He thanked the man coming through the door as they entered, presumably another father, and led Daphne to room 112 where they had been told to go on the letter. Daphne peered inside the door and stepped back at the first sight of all the excitement buzzing inside. The room was practically screaming like a girl at a 5 Seconds of Summer concert.
“Are you feeling nervous, Daph?” Calum bent down on one knee, his eyes searching into hers as they matched in size. She was still looking into her soon to be classroom, but she wasn’t showing any signs of real emotion.
“No. I’m okay.” She licked her lips and nodded. “Are you okay?” Finally, she looked back at him and checked. He didn’t look okay, but she wasn’t sure how to verbalize her thought.

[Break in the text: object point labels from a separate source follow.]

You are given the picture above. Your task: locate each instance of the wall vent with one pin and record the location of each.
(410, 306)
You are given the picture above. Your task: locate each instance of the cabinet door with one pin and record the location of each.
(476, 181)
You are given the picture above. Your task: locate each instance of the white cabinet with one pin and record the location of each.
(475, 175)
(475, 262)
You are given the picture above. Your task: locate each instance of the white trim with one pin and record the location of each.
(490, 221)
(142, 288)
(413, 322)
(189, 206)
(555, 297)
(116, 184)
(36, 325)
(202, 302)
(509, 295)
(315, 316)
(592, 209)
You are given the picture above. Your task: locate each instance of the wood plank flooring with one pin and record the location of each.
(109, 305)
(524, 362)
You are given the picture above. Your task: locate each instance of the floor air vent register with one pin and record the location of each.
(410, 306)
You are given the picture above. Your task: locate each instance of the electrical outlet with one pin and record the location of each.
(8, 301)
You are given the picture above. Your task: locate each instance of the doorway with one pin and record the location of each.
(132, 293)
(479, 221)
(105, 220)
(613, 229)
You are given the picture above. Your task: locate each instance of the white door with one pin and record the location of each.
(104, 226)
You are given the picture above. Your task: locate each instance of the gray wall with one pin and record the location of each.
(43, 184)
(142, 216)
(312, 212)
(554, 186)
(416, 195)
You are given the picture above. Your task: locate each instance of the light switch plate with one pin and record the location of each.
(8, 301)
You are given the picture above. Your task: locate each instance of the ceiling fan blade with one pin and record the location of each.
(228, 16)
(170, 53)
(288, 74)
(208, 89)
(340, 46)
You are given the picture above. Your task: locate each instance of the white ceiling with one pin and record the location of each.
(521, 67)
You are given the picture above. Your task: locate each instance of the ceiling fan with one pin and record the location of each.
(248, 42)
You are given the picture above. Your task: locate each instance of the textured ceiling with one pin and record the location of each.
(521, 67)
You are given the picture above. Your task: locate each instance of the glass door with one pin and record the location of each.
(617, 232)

“I’m okay.” He couldn’t exactly tell her that he felt like he swallowed a brick and was terrified to let go of her hand even if he was covering her tiny fingers in his sweat. “You know you can wait another year if you want…if you’re not ready.”
“I want to go.” Daphne nodded, a half smile turning her lips sideways on her face. “There is Legos.” On the open house, she had sat on the clock themed rug and played with only the yellow building blocks while her parents chatted with the teachers and looked around the school. For her, that was all that mattered. There were Legos and Penelope Hemmings was just down the hall. Not to mention this thing called recess had captured her interest greatly.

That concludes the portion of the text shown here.